Thanks for the info. It’s really difficult for some of us to keep up with the water problem (Delta and Central Valley), though we know there are major, long range decisions being made that will affect all of us, we don’t get much information in the local paper and media.

WE live right next to the largest body of water on the planet. I get tired of the same old tired arguement the desal is TOO expensive.

Personal Computers were too expensive, and Cell phone were TOO expensive as well.

Turn the ingenuity of the american people loose on this issue and water won’t be an issue anywhere on the planet.

Just keep the government out of it if we expect any degree of success.

The problem is that the Army Corp of Engineers has control of all navigable waterways so there is no way to get the government out of it. Same with the State as far as control of waterways. So they get to call the shots plus the EPA, Water Resources Board, Fish & Game, etc. etc. etc. Too bad we can’t go back 50 – 75 years when we could build a Golden State Bridge and the like without all the roadblocks thrown up. Sure we need government involved but darn they can be difficult and hold up progress. It is so simple that we need more water storage and there is suitable ground to do it but it will be years to get approval by the time the bureaucracy picks away at it and in the process assure their jobs.

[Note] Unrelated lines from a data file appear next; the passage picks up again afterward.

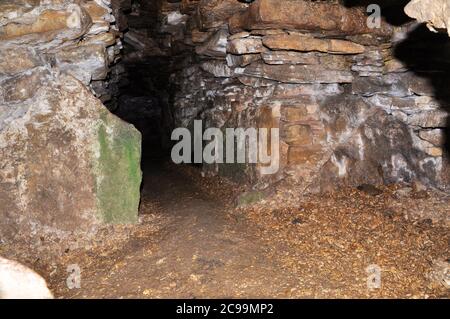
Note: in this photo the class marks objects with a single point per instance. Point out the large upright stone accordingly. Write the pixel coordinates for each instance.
(68, 164)
(304, 15)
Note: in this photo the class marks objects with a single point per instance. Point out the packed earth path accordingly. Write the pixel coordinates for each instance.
(202, 252)
(192, 242)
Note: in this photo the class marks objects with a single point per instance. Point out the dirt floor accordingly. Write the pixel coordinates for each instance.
(192, 242)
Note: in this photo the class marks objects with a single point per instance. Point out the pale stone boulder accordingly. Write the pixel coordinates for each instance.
(68, 164)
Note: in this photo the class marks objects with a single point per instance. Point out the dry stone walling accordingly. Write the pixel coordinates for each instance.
(67, 164)
(351, 107)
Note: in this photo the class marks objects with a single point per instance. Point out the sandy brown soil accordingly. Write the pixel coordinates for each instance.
(192, 242)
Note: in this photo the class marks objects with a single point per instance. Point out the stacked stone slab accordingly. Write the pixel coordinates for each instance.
(67, 164)
(349, 111)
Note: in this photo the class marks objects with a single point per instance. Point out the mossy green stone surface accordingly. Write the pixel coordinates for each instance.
(118, 173)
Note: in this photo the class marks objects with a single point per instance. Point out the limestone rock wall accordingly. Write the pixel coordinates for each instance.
(67, 164)
(351, 107)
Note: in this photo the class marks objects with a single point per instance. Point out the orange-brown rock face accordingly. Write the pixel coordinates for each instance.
(324, 17)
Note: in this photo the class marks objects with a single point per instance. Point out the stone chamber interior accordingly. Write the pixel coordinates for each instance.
(91, 91)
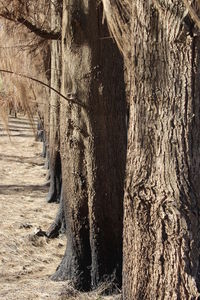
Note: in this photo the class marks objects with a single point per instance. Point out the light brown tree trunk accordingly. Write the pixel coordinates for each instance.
(162, 194)
(93, 147)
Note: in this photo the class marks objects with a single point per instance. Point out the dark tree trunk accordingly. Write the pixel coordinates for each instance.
(59, 225)
(55, 179)
(54, 119)
(93, 147)
(162, 194)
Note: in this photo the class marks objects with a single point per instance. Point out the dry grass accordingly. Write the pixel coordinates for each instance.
(26, 260)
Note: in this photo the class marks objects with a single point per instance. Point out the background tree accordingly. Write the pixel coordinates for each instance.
(93, 147)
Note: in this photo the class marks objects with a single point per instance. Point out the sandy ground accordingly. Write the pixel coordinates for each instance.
(26, 260)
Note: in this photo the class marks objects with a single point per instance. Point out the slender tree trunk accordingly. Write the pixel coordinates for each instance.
(54, 134)
(59, 225)
(93, 147)
(161, 221)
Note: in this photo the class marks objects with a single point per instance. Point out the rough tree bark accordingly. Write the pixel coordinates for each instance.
(161, 222)
(93, 147)
(54, 126)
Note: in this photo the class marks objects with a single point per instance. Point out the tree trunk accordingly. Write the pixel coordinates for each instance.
(54, 134)
(59, 225)
(93, 147)
(161, 210)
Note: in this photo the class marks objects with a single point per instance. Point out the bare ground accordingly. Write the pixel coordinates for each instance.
(26, 260)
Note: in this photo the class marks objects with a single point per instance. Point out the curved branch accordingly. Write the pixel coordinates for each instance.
(71, 98)
(48, 35)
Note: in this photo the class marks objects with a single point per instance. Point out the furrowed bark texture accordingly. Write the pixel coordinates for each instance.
(93, 145)
(54, 134)
(161, 212)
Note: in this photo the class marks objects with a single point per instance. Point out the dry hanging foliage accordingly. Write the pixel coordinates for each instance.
(119, 15)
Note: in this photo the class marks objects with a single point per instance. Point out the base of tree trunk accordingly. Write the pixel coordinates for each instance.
(69, 269)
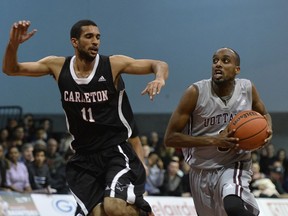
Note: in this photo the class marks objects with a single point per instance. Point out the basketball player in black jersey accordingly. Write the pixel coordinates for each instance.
(105, 175)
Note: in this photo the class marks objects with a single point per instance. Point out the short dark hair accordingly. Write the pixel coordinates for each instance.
(237, 56)
(76, 29)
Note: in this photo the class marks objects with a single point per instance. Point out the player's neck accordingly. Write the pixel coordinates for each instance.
(223, 90)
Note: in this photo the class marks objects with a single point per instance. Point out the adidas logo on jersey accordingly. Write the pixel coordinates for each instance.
(101, 79)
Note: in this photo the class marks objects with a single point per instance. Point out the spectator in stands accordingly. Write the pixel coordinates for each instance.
(4, 166)
(276, 175)
(11, 125)
(255, 156)
(39, 173)
(261, 185)
(4, 138)
(281, 156)
(17, 175)
(155, 142)
(17, 138)
(46, 124)
(267, 158)
(40, 135)
(27, 153)
(155, 175)
(144, 140)
(172, 185)
(28, 124)
(53, 157)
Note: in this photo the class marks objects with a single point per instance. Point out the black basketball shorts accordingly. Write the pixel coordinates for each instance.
(114, 172)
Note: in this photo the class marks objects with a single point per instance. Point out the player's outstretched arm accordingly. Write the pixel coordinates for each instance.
(19, 34)
(128, 65)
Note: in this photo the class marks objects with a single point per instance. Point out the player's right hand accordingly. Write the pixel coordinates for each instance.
(19, 32)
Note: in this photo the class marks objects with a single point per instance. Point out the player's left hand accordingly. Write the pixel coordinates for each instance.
(153, 88)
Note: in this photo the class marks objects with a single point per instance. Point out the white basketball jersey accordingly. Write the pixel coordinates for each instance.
(211, 115)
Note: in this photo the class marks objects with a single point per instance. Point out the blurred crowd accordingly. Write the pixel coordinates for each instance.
(33, 159)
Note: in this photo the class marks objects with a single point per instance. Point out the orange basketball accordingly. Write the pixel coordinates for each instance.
(251, 129)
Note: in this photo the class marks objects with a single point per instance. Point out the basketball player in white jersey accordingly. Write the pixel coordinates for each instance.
(104, 175)
(220, 172)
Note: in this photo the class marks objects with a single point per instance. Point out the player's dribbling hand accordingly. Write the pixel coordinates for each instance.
(153, 88)
(227, 140)
(19, 32)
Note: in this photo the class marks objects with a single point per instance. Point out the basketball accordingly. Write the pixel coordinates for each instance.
(251, 129)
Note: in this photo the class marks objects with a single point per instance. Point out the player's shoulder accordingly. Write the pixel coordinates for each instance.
(53, 60)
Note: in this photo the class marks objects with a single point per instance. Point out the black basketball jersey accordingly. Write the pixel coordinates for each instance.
(98, 115)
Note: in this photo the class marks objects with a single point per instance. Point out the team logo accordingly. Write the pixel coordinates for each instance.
(64, 206)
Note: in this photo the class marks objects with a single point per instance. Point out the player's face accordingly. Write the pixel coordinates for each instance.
(224, 66)
(88, 44)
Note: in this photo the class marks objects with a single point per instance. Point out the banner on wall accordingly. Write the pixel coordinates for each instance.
(55, 205)
(16, 204)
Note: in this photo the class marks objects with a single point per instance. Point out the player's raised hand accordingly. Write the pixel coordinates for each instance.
(19, 32)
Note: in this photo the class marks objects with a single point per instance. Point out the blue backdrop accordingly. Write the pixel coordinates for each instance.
(185, 33)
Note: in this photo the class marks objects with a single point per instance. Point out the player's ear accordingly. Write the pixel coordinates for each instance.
(74, 42)
(237, 69)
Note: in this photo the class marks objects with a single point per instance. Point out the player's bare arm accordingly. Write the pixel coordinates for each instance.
(48, 65)
(258, 105)
(124, 64)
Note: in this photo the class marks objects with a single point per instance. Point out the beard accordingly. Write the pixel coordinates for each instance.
(86, 56)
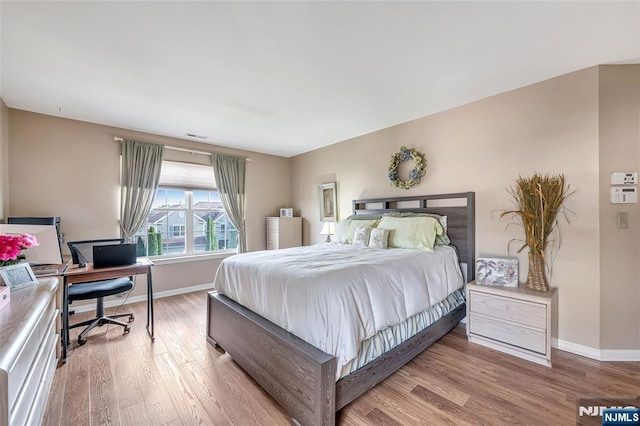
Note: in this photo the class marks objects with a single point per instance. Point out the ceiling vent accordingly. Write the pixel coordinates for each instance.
(193, 135)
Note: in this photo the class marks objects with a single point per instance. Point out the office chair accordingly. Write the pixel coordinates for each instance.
(82, 253)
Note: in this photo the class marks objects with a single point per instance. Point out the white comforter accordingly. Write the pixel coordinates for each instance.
(334, 296)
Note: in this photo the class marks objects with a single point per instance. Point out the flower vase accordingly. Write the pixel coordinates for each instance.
(535, 277)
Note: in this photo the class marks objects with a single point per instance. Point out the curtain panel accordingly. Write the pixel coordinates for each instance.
(230, 172)
(141, 164)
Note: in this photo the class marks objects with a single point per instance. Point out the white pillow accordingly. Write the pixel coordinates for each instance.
(347, 227)
(361, 236)
(379, 238)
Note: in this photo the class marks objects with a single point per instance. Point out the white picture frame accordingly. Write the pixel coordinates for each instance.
(18, 275)
(328, 202)
(497, 271)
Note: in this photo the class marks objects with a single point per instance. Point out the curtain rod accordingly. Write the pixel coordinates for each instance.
(175, 148)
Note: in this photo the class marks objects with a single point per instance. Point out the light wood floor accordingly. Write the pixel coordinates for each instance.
(181, 380)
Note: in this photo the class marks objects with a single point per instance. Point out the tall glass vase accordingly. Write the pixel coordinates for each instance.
(535, 277)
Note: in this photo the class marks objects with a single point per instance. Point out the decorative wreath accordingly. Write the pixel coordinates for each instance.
(406, 154)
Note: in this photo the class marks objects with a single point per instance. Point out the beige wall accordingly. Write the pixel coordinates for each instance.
(4, 157)
(71, 169)
(483, 147)
(619, 248)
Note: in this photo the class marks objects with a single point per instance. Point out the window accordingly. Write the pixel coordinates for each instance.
(186, 220)
(178, 230)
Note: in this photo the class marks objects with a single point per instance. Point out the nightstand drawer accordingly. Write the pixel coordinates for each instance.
(506, 308)
(272, 236)
(513, 334)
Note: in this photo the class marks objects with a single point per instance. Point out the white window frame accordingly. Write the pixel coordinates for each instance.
(189, 237)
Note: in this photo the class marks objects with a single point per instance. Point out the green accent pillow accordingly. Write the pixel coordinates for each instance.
(346, 228)
(412, 232)
(441, 239)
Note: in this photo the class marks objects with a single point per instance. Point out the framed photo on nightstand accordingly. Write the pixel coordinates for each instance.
(18, 275)
(501, 272)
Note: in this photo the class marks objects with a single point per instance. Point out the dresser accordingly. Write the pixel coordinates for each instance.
(513, 320)
(283, 232)
(28, 341)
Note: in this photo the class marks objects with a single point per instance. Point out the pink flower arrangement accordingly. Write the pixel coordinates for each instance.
(11, 247)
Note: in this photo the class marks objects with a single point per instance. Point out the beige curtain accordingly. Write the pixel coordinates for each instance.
(230, 174)
(141, 164)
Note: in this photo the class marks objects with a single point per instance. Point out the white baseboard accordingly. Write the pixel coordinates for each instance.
(597, 354)
(142, 298)
(620, 354)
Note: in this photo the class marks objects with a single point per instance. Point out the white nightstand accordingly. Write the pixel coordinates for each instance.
(513, 320)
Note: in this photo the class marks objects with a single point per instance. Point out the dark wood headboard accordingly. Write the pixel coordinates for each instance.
(459, 209)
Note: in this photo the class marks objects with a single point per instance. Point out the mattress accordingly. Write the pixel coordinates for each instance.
(337, 296)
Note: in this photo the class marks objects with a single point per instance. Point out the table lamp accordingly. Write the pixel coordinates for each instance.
(328, 229)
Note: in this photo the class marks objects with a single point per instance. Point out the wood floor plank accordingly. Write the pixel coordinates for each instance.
(135, 414)
(181, 380)
(104, 406)
(191, 410)
(157, 398)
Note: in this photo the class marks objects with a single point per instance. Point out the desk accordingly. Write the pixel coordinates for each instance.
(73, 274)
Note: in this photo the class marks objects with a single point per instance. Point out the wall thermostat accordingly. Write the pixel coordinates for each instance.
(624, 178)
(624, 194)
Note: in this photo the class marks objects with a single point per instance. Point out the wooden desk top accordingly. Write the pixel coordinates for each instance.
(75, 274)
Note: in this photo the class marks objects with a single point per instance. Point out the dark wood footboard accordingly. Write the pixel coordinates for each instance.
(296, 374)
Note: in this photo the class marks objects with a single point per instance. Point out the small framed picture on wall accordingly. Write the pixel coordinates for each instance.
(286, 212)
(328, 202)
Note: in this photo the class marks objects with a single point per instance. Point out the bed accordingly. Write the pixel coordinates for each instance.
(312, 384)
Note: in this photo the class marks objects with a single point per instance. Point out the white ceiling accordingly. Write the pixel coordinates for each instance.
(288, 77)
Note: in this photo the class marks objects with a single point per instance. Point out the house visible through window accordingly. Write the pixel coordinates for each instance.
(186, 220)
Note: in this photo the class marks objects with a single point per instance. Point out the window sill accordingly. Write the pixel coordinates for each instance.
(192, 258)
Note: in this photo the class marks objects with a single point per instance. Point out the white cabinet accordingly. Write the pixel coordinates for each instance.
(283, 232)
(512, 320)
(28, 341)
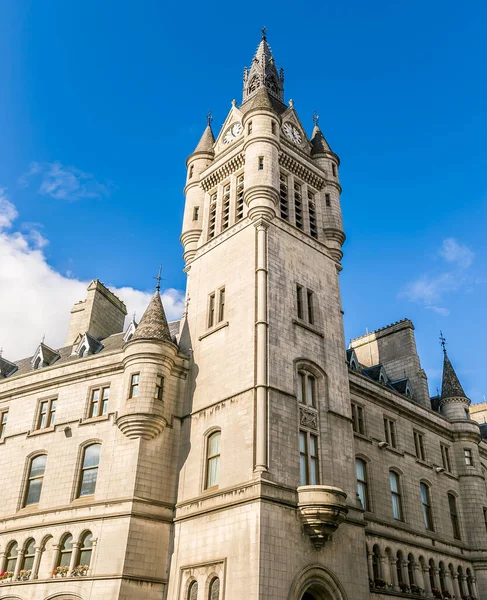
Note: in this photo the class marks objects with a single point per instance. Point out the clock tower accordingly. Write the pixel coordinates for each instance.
(267, 502)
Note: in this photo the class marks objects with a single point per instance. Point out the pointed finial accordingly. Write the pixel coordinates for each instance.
(158, 279)
(443, 342)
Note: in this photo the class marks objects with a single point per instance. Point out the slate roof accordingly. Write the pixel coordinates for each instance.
(207, 140)
(153, 325)
(450, 385)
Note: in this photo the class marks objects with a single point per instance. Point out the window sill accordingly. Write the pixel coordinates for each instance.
(41, 431)
(91, 420)
(308, 327)
(214, 329)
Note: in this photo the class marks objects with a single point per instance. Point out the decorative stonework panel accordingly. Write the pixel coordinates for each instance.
(308, 418)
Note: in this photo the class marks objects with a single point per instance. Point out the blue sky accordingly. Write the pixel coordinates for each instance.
(102, 102)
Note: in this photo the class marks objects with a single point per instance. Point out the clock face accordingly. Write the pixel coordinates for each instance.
(232, 132)
(291, 132)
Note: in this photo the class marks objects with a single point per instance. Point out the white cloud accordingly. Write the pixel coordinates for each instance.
(36, 299)
(430, 290)
(455, 253)
(64, 183)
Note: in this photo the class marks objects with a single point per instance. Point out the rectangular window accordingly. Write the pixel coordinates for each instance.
(212, 219)
(221, 305)
(298, 206)
(3, 423)
(47, 413)
(299, 300)
(159, 393)
(239, 205)
(134, 385)
(226, 207)
(358, 419)
(211, 310)
(445, 457)
(283, 195)
(313, 228)
(309, 298)
(419, 445)
(390, 432)
(99, 401)
(452, 503)
(308, 459)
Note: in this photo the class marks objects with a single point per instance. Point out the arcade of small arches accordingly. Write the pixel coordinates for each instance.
(402, 571)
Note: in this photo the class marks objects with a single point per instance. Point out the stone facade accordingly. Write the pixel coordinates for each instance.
(241, 452)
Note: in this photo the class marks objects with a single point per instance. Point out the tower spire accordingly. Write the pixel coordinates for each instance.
(263, 72)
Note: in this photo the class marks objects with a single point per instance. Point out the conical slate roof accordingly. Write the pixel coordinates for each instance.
(450, 385)
(153, 325)
(207, 140)
(319, 145)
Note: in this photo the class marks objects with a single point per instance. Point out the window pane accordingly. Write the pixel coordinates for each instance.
(88, 482)
(92, 456)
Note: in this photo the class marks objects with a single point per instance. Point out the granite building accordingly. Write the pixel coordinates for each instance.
(241, 452)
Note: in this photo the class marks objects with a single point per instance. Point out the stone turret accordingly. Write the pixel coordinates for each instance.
(196, 163)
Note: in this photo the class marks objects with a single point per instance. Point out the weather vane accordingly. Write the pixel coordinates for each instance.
(158, 279)
(443, 341)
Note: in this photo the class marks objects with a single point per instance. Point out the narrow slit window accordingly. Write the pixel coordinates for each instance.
(240, 203)
(212, 218)
(283, 201)
(226, 207)
(310, 301)
(313, 228)
(159, 393)
(134, 385)
(298, 206)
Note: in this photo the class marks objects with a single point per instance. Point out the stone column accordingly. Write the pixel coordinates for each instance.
(456, 587)
(74, 557)
(18, 563)
(261, 351)
(426, 581)
(37, 561)
(55, 558)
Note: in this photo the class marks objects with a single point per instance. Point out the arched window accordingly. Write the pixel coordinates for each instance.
(306, 388)
(65, 551)
(12, 552)
(35, 479)
(213, 459)
(395, 496)
(214, 591)
(362, 486)
(86, 549)
(455, 523)
(411, 569)
(193, 591)
(426, 503)
(89, 470)
(376, 562)
(29, 554)
(399, 561)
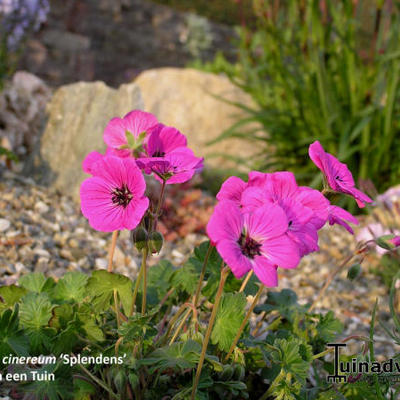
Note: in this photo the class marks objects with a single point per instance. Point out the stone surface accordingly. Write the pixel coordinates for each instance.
(184, 98)
(77, 116)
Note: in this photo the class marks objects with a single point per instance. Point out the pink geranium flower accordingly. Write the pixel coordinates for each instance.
(253, 240)
(395, 241)
(162, 140)
(178, 166)
(337, 174)
(339, 216)
(113, 199)
(127, 133)
(306, 209)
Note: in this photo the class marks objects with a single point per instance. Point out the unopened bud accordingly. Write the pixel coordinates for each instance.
(385, 242)
(139, 237)
(354, 271)
(156, 242)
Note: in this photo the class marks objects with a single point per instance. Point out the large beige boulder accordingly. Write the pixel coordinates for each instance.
(77, 116)
(185, 99)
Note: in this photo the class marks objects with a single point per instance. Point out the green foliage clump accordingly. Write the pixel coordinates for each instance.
(322, 71)
(94, 317)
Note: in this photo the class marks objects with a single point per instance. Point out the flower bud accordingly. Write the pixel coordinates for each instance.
(139, 237)
(354, 271)
(156, 240)
(385, 242)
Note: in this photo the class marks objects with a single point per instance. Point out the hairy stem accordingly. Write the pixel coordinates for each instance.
(111, 250)
(246, 280)
(244, 322)
(224, 275)
(144, 267)
(329, 281)
(202, 273)
(160, 200)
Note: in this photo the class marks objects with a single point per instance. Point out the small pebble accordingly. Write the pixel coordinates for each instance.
(4, 224)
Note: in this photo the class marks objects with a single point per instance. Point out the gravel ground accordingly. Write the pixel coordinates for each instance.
(41, 230)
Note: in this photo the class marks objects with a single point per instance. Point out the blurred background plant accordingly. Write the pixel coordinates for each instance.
(18, 19)
(384, 219)
(326, 70)
(198, 36)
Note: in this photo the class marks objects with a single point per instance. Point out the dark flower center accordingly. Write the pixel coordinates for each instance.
(250, 248)
(121, 196)
(158, 153)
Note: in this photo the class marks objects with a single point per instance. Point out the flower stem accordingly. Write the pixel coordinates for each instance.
(144, 267)
(224, 275)
(329, 280)
(202, 273)
(180, 326)
(160, 200)
(244, 283)
(116, 307)
(138, 280)
(244, 322)
(111, 250)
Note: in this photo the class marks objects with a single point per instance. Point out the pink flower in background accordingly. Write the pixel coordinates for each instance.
(337, 174)
(395, 241)
(113, 199)
(178, 166)
(232, 189)
(338, 215)
(133, 125)
(254, 240)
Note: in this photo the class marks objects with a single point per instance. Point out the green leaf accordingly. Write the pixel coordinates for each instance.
(83, 390)
(12, 339)
(289, 357)
(229, 318)
(130, 139)
(35, 311)
(158, 281)
(186, 278)
(10, 295)
(36, 282)
(101, 286)
(72, 286)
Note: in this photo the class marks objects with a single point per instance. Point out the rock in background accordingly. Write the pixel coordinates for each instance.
(114, 40)
(185, 99)
(77, 116)
(22, 112)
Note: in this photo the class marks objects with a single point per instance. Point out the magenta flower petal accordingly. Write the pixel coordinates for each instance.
(268, 221)
(395, 241)
(135, 122)
(164, 139)
(337, 174)
(225, 223)
(253, 198)
(232, 189)
(265, 272)
(114, 198)
(281, 251)
(339, 216)
(233, 257)
(282, 184)
(88, 164)
(315, 201)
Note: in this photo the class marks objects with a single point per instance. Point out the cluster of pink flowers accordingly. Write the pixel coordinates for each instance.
(114, 197)
(270, 221)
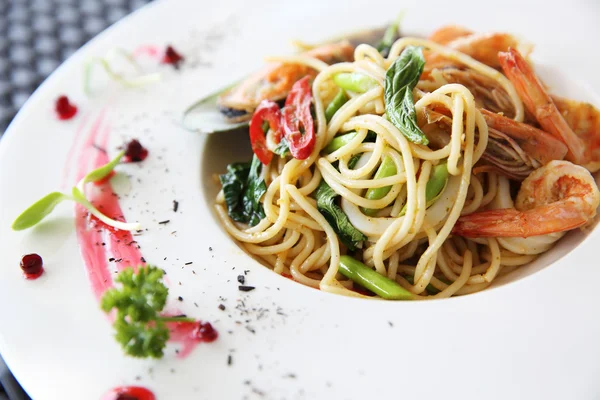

There been some discussion about flooding some of the Delta islands as water storage which surely hasn’t been thought through. Why flood the best soil in the state to ship to other farmers on much inferior ground and fill swimming pools in SoCal? The islands were built to hold water out, not in. So what would happen is a domino affect whereby the wave action from ever present winds from the Bay or the north (especially in the spring) against the unprotected interior of the levees will cause a break which will overpower the levee across the river causing a chain reaction. It is our biggest problem when an island goes under and the reason to get it pumped out as soon as possible.

But you have to fight California and all the boards, committees, regulations, etc. and then there is the Federal Government, EPA, etc. etc. etc. and then all the activists and good lord, nothing can ever get done, good or bad except the projects THEY want done with their cronyism. The whole thing is frustrating to say the least and it is a wonder anything gets done. Amazes me how fast the solar projects got done in C V. Goes to show you what money can still buy.